ふと思った。僕はなぜ、二年後に人生の幕を引くと決めているにもかかわらず、「人生に役立ちそうな本」などに手を伸ばしてしまうのだろうか。無為な一日を嫌う性分なのは自覚している。だが、自らの知的好奇心を満たすためだけに本を読む行為は、それ自体が十分に有意義なはずだ。存在しない未来のための「下心」は、今の僕にはもう必要ない。僕は静かに決意した。これからはもう、そういった類の本は一切読むのをやめよう、と。


その思考は、最近僕が触れているAIというおもちゃにも及んだ。世間では今、AIを触っておくことが重要だと声高に叫ばれている。だが、本当にそうだろうか。iPhoneが生まれ、インターネットが普及し、パソコンが発明された時と同じだ。最初の過渡期こそ、先行者利益のようなものはあったかもしれない。だが、ツールがコモディティ化すれば、その差は限りなくゼロに近づく。「AIを使いこなせる人材募集」なんて求人が、十年後の社会に溢れているとは到底思えない。


AIはきっと、スマートフォンのように生活へ溶け込んでいくだろう。だがそれは、あくまで便利な道具というだけのことだ。スマホの画面が割れたからといって、自らの心にまでヒビが入ったように感じる人間がいないように、AIは僕らのアイデンティティにはなり得ない。ただ「楽しいから触る」。それが、この魔法のおもちゃに対する、現時点での僕の誠実な向き合い方なのだ。


そして、思考はより深く、暗い場所へと沈んでいく。


よく「自殺する勇気があるなら、何でもできる」という人がいる。彼らは、何も分かっていない。自殺という行為は、一度だけ精神力を極限まで消費すれば、そこで全てを終わらせられる。成功すれば、その先にもう「精神力」という概念は存在しない。だが、彼らの助言に従い「生きる」ことを選ぶのなら、僕らは人生という名の終わりなき苦難に、耐え「続け」なければならないのだ。その意味を見出せないから、人は死を選ぶ。耐えられる人間は、そもそも死など選ばない。
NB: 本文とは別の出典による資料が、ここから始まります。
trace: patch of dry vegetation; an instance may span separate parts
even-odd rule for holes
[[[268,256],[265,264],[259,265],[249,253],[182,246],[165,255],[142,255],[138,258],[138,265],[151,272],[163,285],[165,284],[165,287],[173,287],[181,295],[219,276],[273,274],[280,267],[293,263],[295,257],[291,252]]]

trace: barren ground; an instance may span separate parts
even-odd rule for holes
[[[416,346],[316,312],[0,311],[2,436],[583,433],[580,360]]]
「行動すれば人生は変わる」という言葉も、あまりに無責任だ。高校一年生から毎日欠かさず勉強すれば、良い大学に入れる。そんなことは誰もが知っている。だが、それができないから、誰もが苦労しているのだ。過去の経験の積み重ねによって、未来というものに絶望しきった人間が、ありきたりな希望の言葉で行動を起こす確率なんて、僕の手が目の前の壁をすり抜ける確率よりも低いだろう。


「まだそれしか生きていない」と大人は言う。だが、僕らにとってはその期間こそが人生の全てなのだ。
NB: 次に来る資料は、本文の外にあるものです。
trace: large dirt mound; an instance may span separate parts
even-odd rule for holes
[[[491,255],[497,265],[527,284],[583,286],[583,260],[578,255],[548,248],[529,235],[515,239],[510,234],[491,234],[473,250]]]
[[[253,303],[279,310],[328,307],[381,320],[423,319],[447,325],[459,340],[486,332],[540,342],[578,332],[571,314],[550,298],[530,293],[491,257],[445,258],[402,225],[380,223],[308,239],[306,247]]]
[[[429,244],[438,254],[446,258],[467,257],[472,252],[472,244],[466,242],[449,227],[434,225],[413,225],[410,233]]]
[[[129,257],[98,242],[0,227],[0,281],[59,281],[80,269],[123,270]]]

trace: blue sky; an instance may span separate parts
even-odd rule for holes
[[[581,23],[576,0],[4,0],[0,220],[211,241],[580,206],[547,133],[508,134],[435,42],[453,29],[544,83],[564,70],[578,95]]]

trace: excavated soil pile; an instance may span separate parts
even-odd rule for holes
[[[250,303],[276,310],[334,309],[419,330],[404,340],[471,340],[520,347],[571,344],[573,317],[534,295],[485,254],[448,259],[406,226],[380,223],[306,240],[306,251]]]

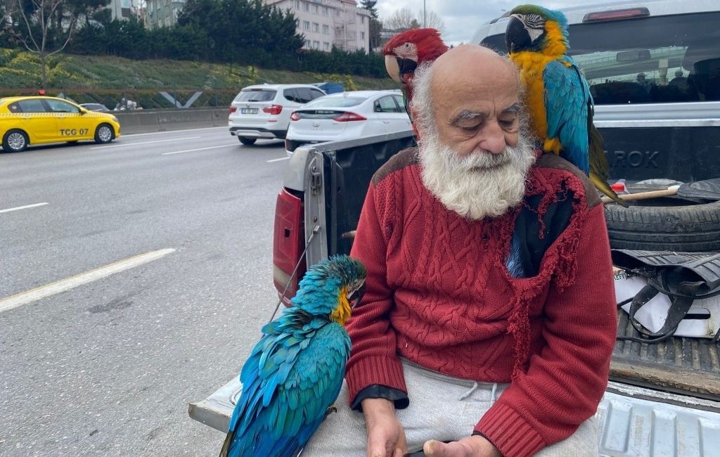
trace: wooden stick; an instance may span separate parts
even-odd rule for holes
[[[618,196],[626,202],[631,202],[633,200],[647,200],[648,199],[657,199],[661,196],[672,196],[673,195],[678,195],[678,189],[680,189],[680,186],[672,186],[661,191],[649,191],[648,192],[638,192],[637,194],[626,194],[624,195],[618,195]],[[600,199],[600,200],[603,201],[603,203],[606,204],[613,202],[613,199],[609,196],[603,196]]]

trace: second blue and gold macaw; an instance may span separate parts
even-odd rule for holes
[[[510,13],[508,55],[520,69],[530,124],[544,151],[558,154],[589,175],[595,186],[627,206],[608,185],[603,138],[593,125],[585,76],[567,55],[567,19],[558,11],[521,5]]]
[[[293,305],[263,328],[243,366],[243,392],[223,457],[296,457],[338,397],[350,356],[345,321],[364,291],[365,266],[336,255],[308,270]]]

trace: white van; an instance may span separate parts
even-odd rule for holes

星の元に生まれるとは、よく言ったものだ。好奇心旺盛な人間には、自然と面白い情報が集まってくる。それと同じで、人間関係の輪廻の外側にいる人間が、少し行動したところで、その輪の中に入れるわけがない。人生が劇的に変わるのは、物語の中だけだ。現実は、どこまでも無情に続くだけなのである。


結局、人生に必要なのは知識の量などではなく、「生きるのがどれだけ上手いか」という、ただ一点に尽きるのかもしれない。何冊も本を読んで得た洞察より、たった一つの実体験から得られる気づきの方が、遥かに深く心に刻まれる。


そして僕は、生まれと環境という、絶対的な運について思いを馳せる。愛情深い親の元に生まれた人間や、生まれつき頭脳明晰な人間は、僕のような悩みを抱えることなどないのだろうか。


まあ、だから何だという話ではあるが。夜の空気は、僕の思考を静かに飲み込んでいった。


## 第二十章:重ね合わせの僕と、最後の賭け


夜の散歩から部屋に戻っても、僕の思考はまだ宙を漂っていた。特に、僕自身の「終活」について。


正直に言えば、僕の覚悟はまだ生煮えだ。二年後に人生のエンジンを切ると嘯いてはいるものの、その実、腹は全く決まっていない。僕が自分自身の精神力の脆弱さを、誰よりもよく理解しているからだ。だから僕は、最後の最後まで、ある「重ね合わせの状態」を保とうとしているのかもしれない。生きている僕と、死んでいる僕。そのどちらにも確定しない、曖昧な状態を。


その臆病さが、僕の就職活動に対する奇妙なスタンスにも表れている。世間一般の、あの狂騒的な就活レースに参加する気は毛頭ない。あれは、僕が捨て去ったはずの「べき」の論理で塗り固められた戦場だからだ。しかし、僕はたった一つだけ、例外的なルートを残している。それは、かつて通っていた会計士予備校のキャリアサポートを利用する、という選択肢だ。


これは僕にとって、一種の「賭け」だ。神にサイコロを振ってもらうような、そんな感覚に近い。もし、このルートで僕を拾ってくれる場所があるのなら、僕はもう少しだけ、この無意味なゲームを続けてみてもいい。だが、もしどこにも相手にされなかったとしたら。その時こそが、僕が腹を括る時なのだろう。それは「神の啓示」だ。お前はもう、この世界に必要ないのだと。そう宣告されたなら、僕もようやく、死ぬ覚悟が決まるのかもしれない。


「どうせ死ぬなら、その前に色々体験してみればいいのに」


そんな声が頭のどこかで聞こえる。だが、僕にはできない。有り金をはたいて豪遊したり、世界中を旅したりするには、僕はあまりにも臆病すぎるのだ。お金を使い果たしてしまえば、僕はもう「生きる」という選択肢を完全に失ってしまう。その確定的な未来が、僕は怖い。だから、決心がつくその日までは、資産を減らさず、むしろ少しでも増やすことさえ考える。まるで、いつまでもこの猶予期間が続くかのように。


もちろん、少しだけ働いてみる、なんていう妥協案を僕が受け入れるはずもない。僕にとって労働とは、苦痛の対価として金銭を得る行為だ。その苦痛が限りなくゼロに近く、かつ見返りが大きい、そんな虫の良い仕事でもない限り、僕が自ら進んでその対価を支払うことはないだろう。


結局のところ、僕は最後の最後まで、このぬるま湯のような重ね合わせの状態に浸っていたいだけなのだ。観測者がサイコロの箱を開ける、その瞬間まで。